Per alcuni club, addirittura, giocare un quinto turno di FA Cup contro una squadra di due o tre categorie più forte significa anche ricevere come premio una quantità di denaro sufficiente per sopravvivere ed evitare incombenze economico – finanziarie che rischierebbero di portare la società al fallimento. Del resto, come in qualsiasi altra partita, si gioca 11 contro 11, né uno di più né uno di meno. L’FA Cup di ricorda che tutti, almeno una volta, sono stati gli sfavoriti rispetto a qualcun altro ma che quella volta, nonostante le previsioni, riuscirono a vincere e sorprendere chi non avrebbe mai scommesso un euro su di loro.

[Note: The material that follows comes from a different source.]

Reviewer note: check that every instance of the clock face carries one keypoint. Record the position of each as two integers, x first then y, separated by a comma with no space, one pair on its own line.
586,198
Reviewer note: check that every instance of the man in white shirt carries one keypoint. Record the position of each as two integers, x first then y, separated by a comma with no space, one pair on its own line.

Anche in questo weekend, su e giù per il paese, ci saranno tifosi realmente convinti che la loro squadra possa battere un club nettamente più forte e progredire al quarto turno. Magari al 90’ saranno lì a chiedersi come abbiano fatto a crederci anche per un secondo, ma per qualche ora, perlomeno, le loro ambizioni sono state le stesse dei rivali, nonostante i valore tecnico e individuale dei giocatori o la caratura del club siano nettamente inferiori.

Questo è la FA Cup. Non gli ascolti tv in calo o spicchi di stadio vuoti, ma intere città alle quali è permesso di sognare.